Several key ministers with ties to ousted President Zine al-Abidine Ben Ali have left Tunisia's transitional government after a major cabinet reshuffle, but Prime Minister Mohamed Ghannouchi (pictured) stays on.


REUTERS - The Tunisian government will ditch ministers from the former ruling party in a line-up backed by the country's powerful labour union, political and union sources said on Thursday.

The endorsement by the labour union could help quell protests which ousted President Zine al-Abidine Ben Ali on Jan. 14, and then carried on to demand his loyalists be dismissed.
Political and union sources said Tunisia's new government would keep Mohamed Ghannouchi as prime minister but include no other members of the former ruling RCD party.
The labour union, which has a large membership and played an important role in organising the protests, will not join the new government itself but will approve the new lineup, a union source told Reuters.
'Opinion divided in the streets of Tunis'

Earlier on Thursday, thousands of demonstrators thronged Bourguiba Avenue, the main boulevard in the capital Tunis, demanding that the government resign. They also broke through police lines outside the prime minister's office, where hundreds of demonstrators had pledged to camp out until the government resigned.

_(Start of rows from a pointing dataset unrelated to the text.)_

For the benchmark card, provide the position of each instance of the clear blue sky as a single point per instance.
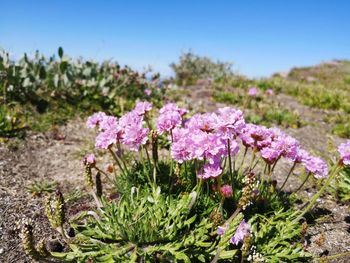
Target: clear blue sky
(260, 37)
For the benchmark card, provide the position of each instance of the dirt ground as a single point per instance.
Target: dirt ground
(56, 156)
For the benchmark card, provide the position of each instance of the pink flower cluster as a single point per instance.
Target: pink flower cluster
(128, 130)
(242, 231)
(206, 137)
(170, 117)
(253, 92)
(274, 144)
(344, 151)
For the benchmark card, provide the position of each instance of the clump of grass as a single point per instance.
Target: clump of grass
(40, 187)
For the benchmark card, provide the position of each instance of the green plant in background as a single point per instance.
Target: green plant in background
(200, 205)
(261, 110)
(192, 67)
(50, 91)
(11, 122)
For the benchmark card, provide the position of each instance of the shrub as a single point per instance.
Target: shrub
(64, 87)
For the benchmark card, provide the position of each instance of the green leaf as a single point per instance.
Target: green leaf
(60, 52)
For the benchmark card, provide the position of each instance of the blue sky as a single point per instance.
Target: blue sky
(259, 37)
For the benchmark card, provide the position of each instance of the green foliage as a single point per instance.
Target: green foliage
(342, 188)
(144, 224)
(11, 122)
(277, 237)
(192, 67)
(50, 91)
(41, 187)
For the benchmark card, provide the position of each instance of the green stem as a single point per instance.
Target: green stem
(290, 172)
(318, 194)
(302, 184)
(229, 160)
(244, 155)
(105, 174)
(116, 160)
(326, 258)
(251, 162)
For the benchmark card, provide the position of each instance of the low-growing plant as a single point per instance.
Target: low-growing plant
(11, 122)
(50, 91)
(38, 188)
(209, 197)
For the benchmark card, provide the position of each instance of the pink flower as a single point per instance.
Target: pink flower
(269, 92)
(207, 122)
(135, 136)
(270, 154)
(210, 171)
(148, 92)
(90, 158)
(168, 120)
(221, 230)
(106, 138)
(253, 92)
(143, 107)
(95, 119)
(207, 146)
(180, 150)
(108, 122)
(344, 151)
(226, 191)
(242, 231)
(234, 147)
(256, 137)
(281, 145)
(301, 155)
(231, 122)
(172, 107)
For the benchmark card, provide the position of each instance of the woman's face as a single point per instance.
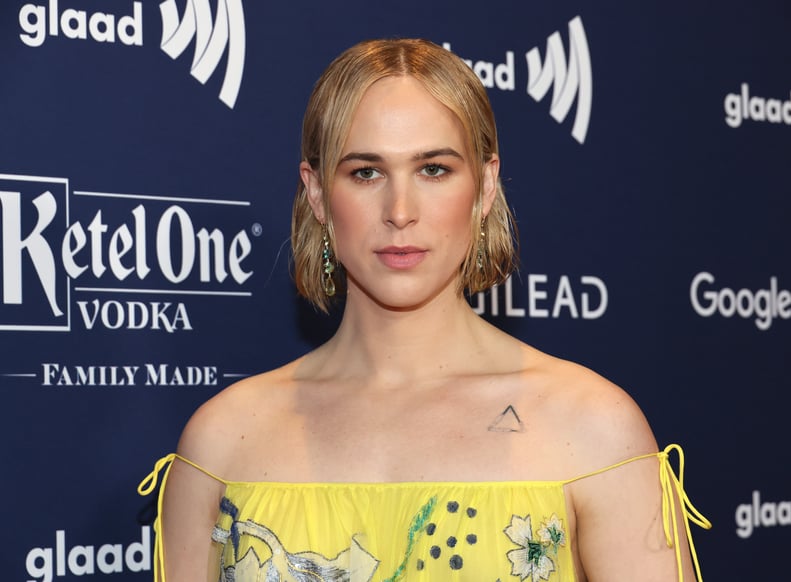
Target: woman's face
(403, 196)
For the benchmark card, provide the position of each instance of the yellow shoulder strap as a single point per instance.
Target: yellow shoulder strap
(146, 487)
(672, 488)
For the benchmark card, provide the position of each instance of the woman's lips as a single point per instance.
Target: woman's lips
(401, 257)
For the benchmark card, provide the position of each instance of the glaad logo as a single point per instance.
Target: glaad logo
(210, 40)
(77, 24)
(766, 304)
(43, 253)
(740, 107)
(38, 22)
(42, 565)
(569, 81)
(587, 299)
(757, 514)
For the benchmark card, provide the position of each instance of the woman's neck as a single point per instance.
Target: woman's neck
(394, 347)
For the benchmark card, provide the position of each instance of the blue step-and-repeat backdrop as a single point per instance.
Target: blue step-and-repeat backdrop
(148, 160)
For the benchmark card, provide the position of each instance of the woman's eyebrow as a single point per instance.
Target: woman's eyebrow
(361, 156)
(376, 158)
(437, 153)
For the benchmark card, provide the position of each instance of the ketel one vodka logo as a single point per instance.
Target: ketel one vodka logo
(123, 260)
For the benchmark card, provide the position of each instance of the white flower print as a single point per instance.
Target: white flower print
(531, 559)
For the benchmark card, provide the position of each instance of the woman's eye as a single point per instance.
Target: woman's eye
(366, 173)
(434, 170)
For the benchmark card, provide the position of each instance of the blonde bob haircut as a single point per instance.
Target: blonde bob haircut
(326, 125)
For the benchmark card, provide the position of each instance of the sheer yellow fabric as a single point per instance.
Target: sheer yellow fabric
(386, 532)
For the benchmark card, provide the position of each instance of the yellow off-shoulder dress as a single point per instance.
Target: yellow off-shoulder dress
(386, 532)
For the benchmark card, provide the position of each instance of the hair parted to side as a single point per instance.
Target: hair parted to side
(325, 128)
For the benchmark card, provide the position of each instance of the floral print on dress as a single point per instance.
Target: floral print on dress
(354, 564)
(534, 557)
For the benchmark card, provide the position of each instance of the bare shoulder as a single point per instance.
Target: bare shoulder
(601, 422)
(222, 424)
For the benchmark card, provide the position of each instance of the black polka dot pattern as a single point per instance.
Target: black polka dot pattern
(456, 561)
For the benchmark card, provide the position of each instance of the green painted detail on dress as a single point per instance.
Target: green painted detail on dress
(416, 528)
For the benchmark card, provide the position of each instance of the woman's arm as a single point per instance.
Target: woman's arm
(620, 523)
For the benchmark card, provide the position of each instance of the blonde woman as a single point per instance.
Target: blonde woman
(420, 442)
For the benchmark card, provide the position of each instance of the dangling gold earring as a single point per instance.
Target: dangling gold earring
(481, 246)
(327, 267)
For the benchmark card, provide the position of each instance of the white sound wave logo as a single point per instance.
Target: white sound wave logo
(569, 82)
(210, 41)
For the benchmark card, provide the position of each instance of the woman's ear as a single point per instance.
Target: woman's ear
(490, 179)
(313, 191)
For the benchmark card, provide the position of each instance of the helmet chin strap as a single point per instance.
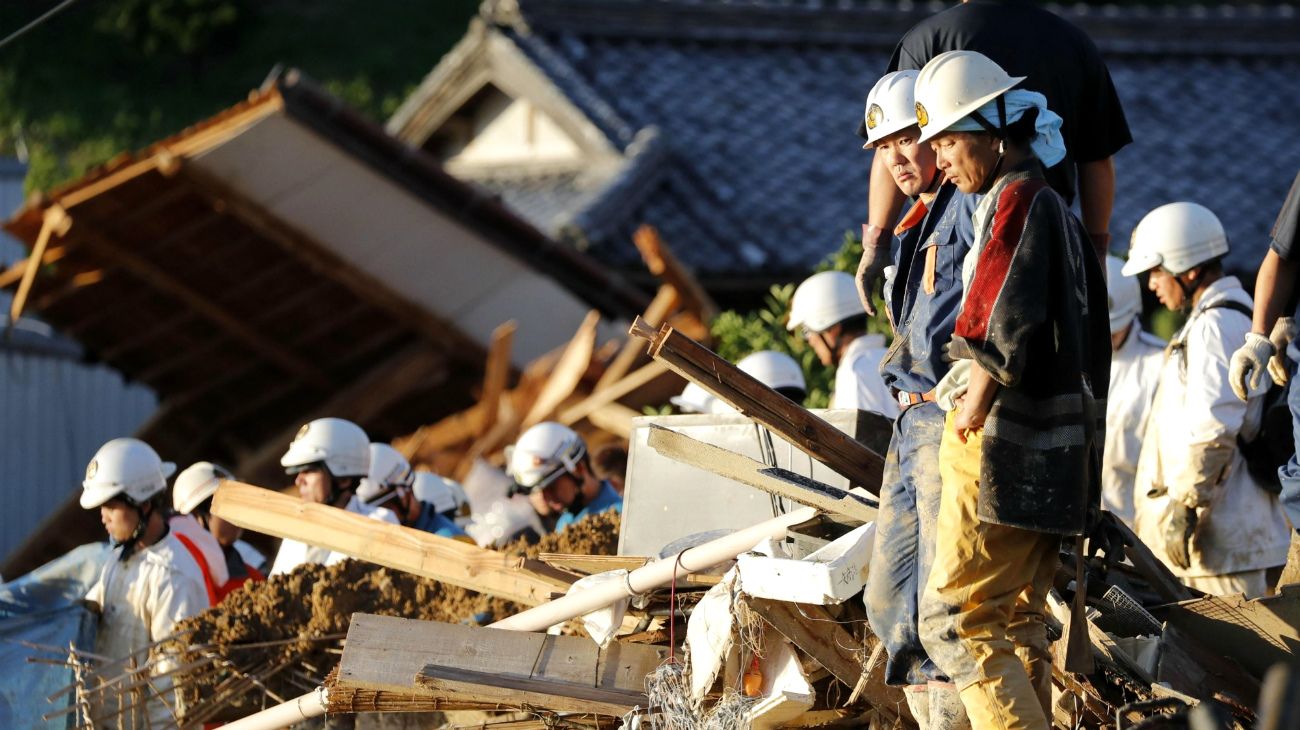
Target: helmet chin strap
(141, 526)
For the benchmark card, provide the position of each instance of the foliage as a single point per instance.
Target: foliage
(115, 75)
(737, 334)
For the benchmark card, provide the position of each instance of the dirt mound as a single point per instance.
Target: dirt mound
(287, 616)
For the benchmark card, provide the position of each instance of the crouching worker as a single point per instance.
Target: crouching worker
(927, 290)
(551, 460)
(191, 495)
(328, 460)
(391, 485)
(152, 582)
(1019, 456)
(1200, 508)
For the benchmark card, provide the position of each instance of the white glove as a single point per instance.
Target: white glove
(1248, 364)
(1283, 333)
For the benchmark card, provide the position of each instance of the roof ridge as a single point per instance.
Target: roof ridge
(1212, 29)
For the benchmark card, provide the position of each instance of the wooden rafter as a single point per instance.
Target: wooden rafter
(360, 283)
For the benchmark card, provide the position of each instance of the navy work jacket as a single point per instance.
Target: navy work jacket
(927, 289)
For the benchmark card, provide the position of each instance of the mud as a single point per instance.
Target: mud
(317, 600)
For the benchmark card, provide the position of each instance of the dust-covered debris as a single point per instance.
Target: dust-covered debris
(295, 621)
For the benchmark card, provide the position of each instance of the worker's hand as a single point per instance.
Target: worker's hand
(875, 257)
(969, 418)
(1283, 333)
(1248, 364)
(1178, 534)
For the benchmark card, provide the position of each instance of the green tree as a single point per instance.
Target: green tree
(737, 334)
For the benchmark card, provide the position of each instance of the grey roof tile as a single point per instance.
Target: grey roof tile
(765, 159)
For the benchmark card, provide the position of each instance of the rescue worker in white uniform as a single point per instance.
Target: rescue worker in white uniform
(1199, 509)
(328, 460)
(1135, 361)
(152, 581)
(775, 370)
(828, 311)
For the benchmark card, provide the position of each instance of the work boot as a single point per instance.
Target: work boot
(918, 702)
(945, 708)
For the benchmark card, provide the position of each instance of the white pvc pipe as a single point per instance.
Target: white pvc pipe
(538, 618)
(312, 704)
(653, 576)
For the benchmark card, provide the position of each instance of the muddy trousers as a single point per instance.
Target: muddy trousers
(905, 543)
(982, 613)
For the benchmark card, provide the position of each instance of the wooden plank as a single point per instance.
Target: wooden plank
(515, 691)
(615, 418)
(495, 374)
(393, 546)
(592, 564)
(601, 398)
(664, 264)
(14, 273)
(568, 373)
(745, 470)
(386, 654)
(657, 313)
(813, 630)
(1149, 566)
(787, 418)
(55, 222)
(159, 278)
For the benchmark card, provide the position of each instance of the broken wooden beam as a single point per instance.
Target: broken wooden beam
(813, 435)
(467, 664)
(771, 479)
(813, 630)
(391, 546)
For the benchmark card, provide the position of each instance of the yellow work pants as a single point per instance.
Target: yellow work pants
(982, 615)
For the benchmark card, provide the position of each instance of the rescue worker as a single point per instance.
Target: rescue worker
(775, 370)
(1135, 361)
(934, 238)
(390, 483)
(151, 582)
(1057, 60)
(611, 465)
(826, 308)
(1019, 455)
(550, 460)
(1199, 508)
(1272, 339)
(445, 499)
(191, 496)
(328, 460)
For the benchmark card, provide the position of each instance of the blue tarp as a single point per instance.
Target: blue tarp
(44, 608)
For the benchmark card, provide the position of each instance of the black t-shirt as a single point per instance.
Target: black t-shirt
(1060, 60)
(1285, 229)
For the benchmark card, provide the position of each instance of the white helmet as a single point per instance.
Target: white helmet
(342, 446)
(1123, 292)
(542, 453)
(693, 399)
(124, 466)
(195, 485)
(823, 300)
(442, 494)
(774, 369)
(891, 107)
(1177, 237)
(956, 83)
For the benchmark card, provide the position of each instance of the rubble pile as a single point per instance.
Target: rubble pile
(286, 631)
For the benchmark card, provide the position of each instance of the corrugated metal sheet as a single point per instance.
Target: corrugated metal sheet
(55, 411)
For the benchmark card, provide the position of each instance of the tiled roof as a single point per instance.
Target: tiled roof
(765, 172)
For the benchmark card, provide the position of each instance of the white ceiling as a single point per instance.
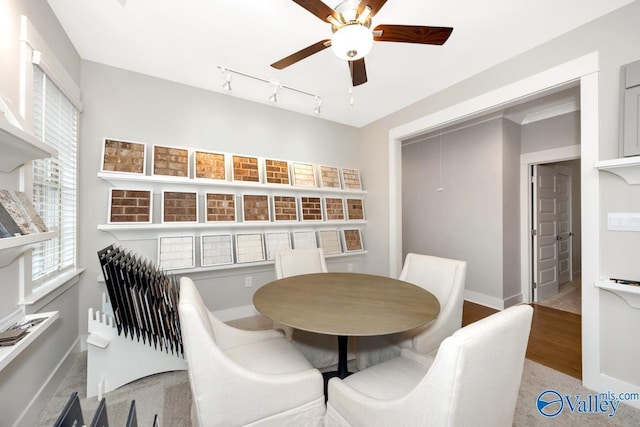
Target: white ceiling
(186, 41)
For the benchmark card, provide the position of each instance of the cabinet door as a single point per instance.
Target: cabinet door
(631, 136)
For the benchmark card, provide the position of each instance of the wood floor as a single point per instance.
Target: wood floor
(555, 339)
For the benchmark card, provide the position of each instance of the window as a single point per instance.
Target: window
(55, 121)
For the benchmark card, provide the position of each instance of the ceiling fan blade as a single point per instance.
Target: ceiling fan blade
(318, 8)
(358, 72)
(375, 6)
(412, 34)
(301, 54)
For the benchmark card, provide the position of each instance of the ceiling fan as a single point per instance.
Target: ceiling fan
(353, 38)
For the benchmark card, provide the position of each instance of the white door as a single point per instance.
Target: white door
(545, 221)
(563, 203)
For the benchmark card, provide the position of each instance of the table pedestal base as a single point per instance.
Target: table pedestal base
(343, 369)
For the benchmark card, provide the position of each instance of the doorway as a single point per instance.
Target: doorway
(555, 239)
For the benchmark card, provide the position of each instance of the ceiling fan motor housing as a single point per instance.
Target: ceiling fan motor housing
(352, 39)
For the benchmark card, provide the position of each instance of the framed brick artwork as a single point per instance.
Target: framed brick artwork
(249, 247)
(276, 241)
(333, 208)
(352, 240)
(124, 157)
(255, 207)
(355, 209)
(216, 249)
(329, 177)
(170, 161)
(310, 208)
(245, 169)
(130, 206)
(179, 206)
(303, 174)
(276, 172)
(220, 207)
(329, 241)
(285, 208)
(351, 179)
(176, 252)
(209, 165)
(304, 239)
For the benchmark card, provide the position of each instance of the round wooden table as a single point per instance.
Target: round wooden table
(346, 304)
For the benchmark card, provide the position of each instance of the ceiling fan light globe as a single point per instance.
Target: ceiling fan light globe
(352, 42)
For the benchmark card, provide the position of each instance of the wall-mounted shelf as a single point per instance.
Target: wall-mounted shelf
(630, 293)
(12, 247)
(7, 354)
(151, 231)
(627, 168)
(159, 184)
(19, 147)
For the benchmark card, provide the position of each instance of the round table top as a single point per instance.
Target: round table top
(349, 304)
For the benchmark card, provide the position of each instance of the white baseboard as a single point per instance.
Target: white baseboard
(31, 413)
(236, 313)
(482, 299)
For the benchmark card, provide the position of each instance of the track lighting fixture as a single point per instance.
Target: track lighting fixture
(276, 87)
(318, 105)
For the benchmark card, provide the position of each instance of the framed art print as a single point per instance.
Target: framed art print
(220, 207)
(245, 168)
(304, 239)
(329, 177)
(176, 252)
(179, 206)
(276, 172)
(170, 161)
(352, 240)
(285, 208)
(249, 247)
(276, 241)
(255, 207)
(303, 174)
(351, 179)
(130, 206)
(216, 249)
(123, 156)
(330, 241)
(209, 165)
(310, 208)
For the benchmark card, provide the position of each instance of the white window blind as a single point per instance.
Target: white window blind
(54, 179)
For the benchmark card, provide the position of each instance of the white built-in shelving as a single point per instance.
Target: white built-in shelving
(8, 353)
(630, 293)
(16, 148)
(627, 168)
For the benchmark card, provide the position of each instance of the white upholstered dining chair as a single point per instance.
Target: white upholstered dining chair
(473, 380)
(321, 350)
(241, 378)
(443, 277)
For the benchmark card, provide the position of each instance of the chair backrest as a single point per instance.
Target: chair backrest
(445, 278)
(475, 377)
(292, 262)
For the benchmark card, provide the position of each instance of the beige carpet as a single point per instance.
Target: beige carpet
(169, 396)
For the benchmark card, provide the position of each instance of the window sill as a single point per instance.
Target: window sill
(48, 292)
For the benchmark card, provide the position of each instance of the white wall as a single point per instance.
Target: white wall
(613, 37)
(125, 105)
(28, 381)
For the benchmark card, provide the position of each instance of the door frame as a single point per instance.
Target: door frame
(528, 160)
(584, 70)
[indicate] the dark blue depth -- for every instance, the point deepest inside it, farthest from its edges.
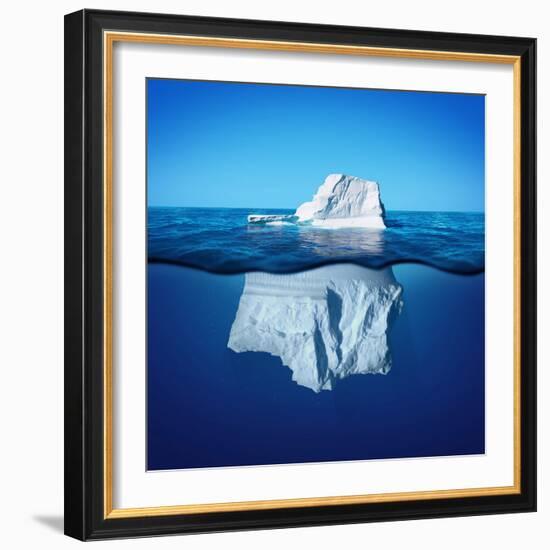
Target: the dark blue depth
(219, 240)
(209, 406)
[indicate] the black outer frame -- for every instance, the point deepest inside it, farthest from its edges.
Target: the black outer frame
(84, 517)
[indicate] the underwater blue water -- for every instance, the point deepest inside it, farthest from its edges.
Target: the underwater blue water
(209, 406)
(220, 240)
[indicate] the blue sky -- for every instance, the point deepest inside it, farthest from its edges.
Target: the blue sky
(218, 144)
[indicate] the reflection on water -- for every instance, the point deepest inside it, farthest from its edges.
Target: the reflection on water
(346, 242)
(325, 324)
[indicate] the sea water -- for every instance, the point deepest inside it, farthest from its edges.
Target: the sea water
(208, 406)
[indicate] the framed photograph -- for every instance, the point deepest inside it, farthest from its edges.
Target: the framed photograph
(300, 274)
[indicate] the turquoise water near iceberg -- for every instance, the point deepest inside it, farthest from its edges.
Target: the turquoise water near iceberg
(220, 240)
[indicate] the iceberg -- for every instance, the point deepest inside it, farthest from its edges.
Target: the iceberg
(341, 201)
(345, 201)
(325, 324)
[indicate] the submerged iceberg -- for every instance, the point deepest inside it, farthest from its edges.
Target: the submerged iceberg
(341, 201)
(325, 324)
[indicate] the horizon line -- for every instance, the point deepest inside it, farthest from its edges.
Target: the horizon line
(294, 208)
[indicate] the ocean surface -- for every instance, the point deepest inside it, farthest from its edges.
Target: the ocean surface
(220, 240)
(411, 302)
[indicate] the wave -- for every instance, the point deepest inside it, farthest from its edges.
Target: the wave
(222, 241)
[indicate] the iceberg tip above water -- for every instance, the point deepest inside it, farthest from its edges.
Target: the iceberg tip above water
(341, 201)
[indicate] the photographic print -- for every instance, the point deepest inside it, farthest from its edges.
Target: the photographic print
(315, 277)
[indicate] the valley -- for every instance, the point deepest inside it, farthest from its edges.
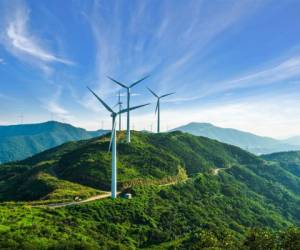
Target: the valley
(183, 186)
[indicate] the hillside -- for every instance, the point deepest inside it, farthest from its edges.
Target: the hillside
(295, 140)
(204, 209)
(288, 160)
(248, 141)
(18, 142)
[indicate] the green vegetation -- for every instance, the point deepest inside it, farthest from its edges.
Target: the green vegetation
(250, 203)
(250, 142)
(18, 142)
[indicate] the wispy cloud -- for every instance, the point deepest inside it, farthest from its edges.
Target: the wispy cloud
(281, 71)
(21, 41)
(53, 105)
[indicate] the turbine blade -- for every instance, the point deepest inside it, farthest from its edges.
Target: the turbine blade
(135, 107)
(152, 92)
(100, 100)
(167, 95)
(112, 134)
(121, 84)
(135, 83)
(156, 107)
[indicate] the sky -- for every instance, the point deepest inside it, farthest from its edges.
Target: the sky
(231, 63)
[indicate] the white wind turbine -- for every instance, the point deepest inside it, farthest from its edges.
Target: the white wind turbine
(157, 109)
(120, 104)
(113, 142)
(128, 88)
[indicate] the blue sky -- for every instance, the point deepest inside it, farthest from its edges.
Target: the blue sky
(232, 63)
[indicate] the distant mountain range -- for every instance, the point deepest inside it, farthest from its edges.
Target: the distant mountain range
(18, 142)
(248, 141)
(295, 140)
(189, 192)
(21, 141)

Ben Ali fled to Saudi Arabia on Jan. 14 when weeks of violent protests against poverty, repression and corruption toppled him after 23 years in power.
Since then, the interim government that included many former ruling party officials had struggled to impose order.
Political and union sources said the new lineup would include two ministers from Ben Ali's old government -- the industry and international cooperation ministers -- but neither of these was a member of his ruling RCD party.
State television also said Tunisian Foreign Minister Kamel Morjane -- who quit the RCD party last week -- had resigned from the interim government.
Tunisia inspires protests across Mideast
Tunisia's uprising has electrified Arabs across the Middle East and North Africa, where many countries share the complaints of poor living standards and authoritarian rule.
Inspired by Tunisia's example, thousands of Egyptians have taken to the streets to demand an end to President Hosni Mubarak's 30-year rule, clashing with police who fired tear gas and used water cannon.
In addition to the cabinet reshuffle, Tunisia is aiming to set up a council of "wise men" to guide the country to democracy from the authoritarian state run by Ben Ali.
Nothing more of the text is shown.